The new data protection regulation drew a total of 3,999 amendments from MEPs, topping all other pieces of legislation in the Parliament’s history, a spokesperson confirmed.
German Green MEP Jan Philipp Albrecht (Bündnis 90/Die Grünen) said the number of amendments was a direct result of lobbyists of different stripes pushing changes on the bill.
“With those figures you can see that these questions of personal data protection are fundamental questions for tomorrow’s economic and legal framework, they’re not just technical questions,” Albrecht said when asked about the 3,999 amendments.
Albrecht said that in addition to working through the amendments with his assistants, he had to ask the Parliament to assign more staff members to the Civil Liberties, Justice and Home Affairs Committee (LIBE) to deal with the flood of requests to change the privacy bill.
Despite all the lobbying on Albrecht’s original draft, he calls the regulation that was passed today a “very good compromise”.
“It will have an impact on the world-wide global dimension of this field and the treatment of personal data,” he said.
The regulation is set to go into effect in 2018. A directive on data protection, which regulates public authorities use of personal data (not consumer data), was also passed today. Both laws were approved without a vote.
David Martin, senior legal officer at the European Consumer Organisation called the regulation’s passing “the opening of a new chapter for data protection in Europe, although not the end of the story”.
Albrecht agreed that there is still a lot of change needed to step up Europe’s privacy standards.
He called national intelligence agencies the “sleeping lion” and argued for an EU standard on their activities.
“I think the next big step is that we need to get it right with regard to the core of privacy and civil liberties in the digital society, which means we need to evaluate surveillance measures and adjust them to what we see as a liberal democracy,” Albrecht said.

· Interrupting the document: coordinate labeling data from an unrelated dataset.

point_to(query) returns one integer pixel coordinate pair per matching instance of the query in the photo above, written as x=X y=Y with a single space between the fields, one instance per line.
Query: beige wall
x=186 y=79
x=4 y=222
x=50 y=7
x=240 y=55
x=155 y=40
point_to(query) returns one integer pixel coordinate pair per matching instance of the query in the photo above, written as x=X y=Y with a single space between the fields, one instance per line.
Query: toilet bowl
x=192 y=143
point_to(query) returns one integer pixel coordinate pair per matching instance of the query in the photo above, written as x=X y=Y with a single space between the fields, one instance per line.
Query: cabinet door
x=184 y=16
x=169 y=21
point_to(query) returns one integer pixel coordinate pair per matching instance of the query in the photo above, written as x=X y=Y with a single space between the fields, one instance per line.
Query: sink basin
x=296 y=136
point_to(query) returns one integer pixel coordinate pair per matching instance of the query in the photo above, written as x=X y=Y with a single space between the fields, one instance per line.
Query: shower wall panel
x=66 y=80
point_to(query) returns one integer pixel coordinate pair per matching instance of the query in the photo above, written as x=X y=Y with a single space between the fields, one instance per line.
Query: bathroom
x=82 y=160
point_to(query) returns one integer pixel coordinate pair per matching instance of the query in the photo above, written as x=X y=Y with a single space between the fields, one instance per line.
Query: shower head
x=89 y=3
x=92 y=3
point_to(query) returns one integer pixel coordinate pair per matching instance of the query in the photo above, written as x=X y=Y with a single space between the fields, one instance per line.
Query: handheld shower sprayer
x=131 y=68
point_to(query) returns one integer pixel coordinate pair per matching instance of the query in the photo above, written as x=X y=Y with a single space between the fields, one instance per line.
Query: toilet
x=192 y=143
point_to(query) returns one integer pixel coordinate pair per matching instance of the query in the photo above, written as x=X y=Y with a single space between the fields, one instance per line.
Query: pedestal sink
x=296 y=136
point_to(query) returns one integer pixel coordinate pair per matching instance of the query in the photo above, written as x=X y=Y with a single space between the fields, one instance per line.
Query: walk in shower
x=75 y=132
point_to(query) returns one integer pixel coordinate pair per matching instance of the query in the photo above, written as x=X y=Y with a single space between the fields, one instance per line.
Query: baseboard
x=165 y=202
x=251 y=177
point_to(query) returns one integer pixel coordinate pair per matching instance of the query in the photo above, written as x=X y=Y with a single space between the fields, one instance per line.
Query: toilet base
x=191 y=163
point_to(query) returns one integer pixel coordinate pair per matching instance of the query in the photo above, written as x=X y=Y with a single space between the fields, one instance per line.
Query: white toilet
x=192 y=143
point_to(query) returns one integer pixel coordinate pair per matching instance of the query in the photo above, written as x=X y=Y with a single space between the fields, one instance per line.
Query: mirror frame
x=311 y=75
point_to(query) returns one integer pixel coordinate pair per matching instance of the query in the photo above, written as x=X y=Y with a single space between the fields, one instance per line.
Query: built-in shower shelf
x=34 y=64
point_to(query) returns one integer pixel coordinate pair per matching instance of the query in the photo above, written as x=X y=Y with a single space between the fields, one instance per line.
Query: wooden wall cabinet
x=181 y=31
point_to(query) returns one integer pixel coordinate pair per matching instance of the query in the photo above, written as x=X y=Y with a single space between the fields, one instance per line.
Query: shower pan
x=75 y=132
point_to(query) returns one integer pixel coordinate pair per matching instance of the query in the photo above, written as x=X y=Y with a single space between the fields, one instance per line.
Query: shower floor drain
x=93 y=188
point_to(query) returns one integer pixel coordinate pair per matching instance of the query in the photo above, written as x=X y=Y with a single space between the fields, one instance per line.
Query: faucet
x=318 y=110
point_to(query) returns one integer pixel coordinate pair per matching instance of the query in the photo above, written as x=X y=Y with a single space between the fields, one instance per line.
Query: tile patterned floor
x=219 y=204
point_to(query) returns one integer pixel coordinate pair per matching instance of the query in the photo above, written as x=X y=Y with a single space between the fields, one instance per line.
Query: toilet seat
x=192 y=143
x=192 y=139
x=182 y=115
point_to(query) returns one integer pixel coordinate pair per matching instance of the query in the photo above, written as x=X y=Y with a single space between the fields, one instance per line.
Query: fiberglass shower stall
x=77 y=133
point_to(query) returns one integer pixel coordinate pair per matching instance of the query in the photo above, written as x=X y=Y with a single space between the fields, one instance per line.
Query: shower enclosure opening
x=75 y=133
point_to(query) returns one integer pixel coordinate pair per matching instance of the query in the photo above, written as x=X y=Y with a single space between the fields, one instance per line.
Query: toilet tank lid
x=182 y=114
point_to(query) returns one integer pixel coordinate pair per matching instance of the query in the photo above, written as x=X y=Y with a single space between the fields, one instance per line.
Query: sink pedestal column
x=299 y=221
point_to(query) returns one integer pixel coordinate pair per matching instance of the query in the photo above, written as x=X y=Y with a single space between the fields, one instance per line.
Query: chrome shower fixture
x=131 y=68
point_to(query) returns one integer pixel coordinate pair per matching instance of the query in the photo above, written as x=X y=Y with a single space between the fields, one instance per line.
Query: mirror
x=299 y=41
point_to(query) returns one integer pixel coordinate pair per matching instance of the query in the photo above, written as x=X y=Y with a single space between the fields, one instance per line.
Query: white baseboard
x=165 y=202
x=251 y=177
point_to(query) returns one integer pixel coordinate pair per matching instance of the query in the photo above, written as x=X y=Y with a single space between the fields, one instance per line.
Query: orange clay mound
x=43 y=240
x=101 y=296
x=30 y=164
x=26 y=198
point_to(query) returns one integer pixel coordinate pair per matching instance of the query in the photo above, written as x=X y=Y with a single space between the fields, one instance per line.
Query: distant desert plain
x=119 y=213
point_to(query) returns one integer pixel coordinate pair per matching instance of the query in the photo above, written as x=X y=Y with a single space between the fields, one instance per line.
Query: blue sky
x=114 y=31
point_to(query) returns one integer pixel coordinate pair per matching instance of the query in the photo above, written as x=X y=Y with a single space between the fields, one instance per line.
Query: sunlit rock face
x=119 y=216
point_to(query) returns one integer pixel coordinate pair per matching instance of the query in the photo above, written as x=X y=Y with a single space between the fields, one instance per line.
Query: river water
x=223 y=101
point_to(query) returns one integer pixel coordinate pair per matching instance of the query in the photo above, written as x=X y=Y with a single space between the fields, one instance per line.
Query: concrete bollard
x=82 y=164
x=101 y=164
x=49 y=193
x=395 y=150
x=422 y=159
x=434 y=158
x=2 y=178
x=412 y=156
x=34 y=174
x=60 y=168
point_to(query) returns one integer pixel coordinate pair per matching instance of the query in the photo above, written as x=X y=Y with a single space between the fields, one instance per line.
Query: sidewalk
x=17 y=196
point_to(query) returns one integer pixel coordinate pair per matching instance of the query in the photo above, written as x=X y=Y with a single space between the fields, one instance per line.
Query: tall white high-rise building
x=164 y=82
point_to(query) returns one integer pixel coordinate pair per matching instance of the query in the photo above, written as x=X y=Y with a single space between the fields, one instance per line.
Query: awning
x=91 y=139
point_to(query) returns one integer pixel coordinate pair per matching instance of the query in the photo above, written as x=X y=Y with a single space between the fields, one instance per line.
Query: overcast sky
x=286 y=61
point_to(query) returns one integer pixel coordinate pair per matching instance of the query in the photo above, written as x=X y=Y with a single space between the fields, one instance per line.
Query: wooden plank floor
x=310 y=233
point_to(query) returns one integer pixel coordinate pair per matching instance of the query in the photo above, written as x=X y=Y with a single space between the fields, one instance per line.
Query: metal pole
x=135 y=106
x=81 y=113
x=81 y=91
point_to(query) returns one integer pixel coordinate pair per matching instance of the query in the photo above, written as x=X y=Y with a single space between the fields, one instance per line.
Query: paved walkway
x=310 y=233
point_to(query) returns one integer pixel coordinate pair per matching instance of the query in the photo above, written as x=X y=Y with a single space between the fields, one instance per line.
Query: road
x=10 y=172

Albrecht is also rapporteur on the so-called Umbrella Agreement regulating data transfers to the United States for law enforcement use, one of several privacy laws still pending in the Parliament.
The European Commission has announced it will propose changes next year to privacy rules that apply specifically to telecoms companies.
Lise Fuhr, director general of telecoms association ETNO, said today that it’s “urgent to reform the outdated ePrivacy Directive and make sure Europe unleashes new, innovative services to the benefit of European users”.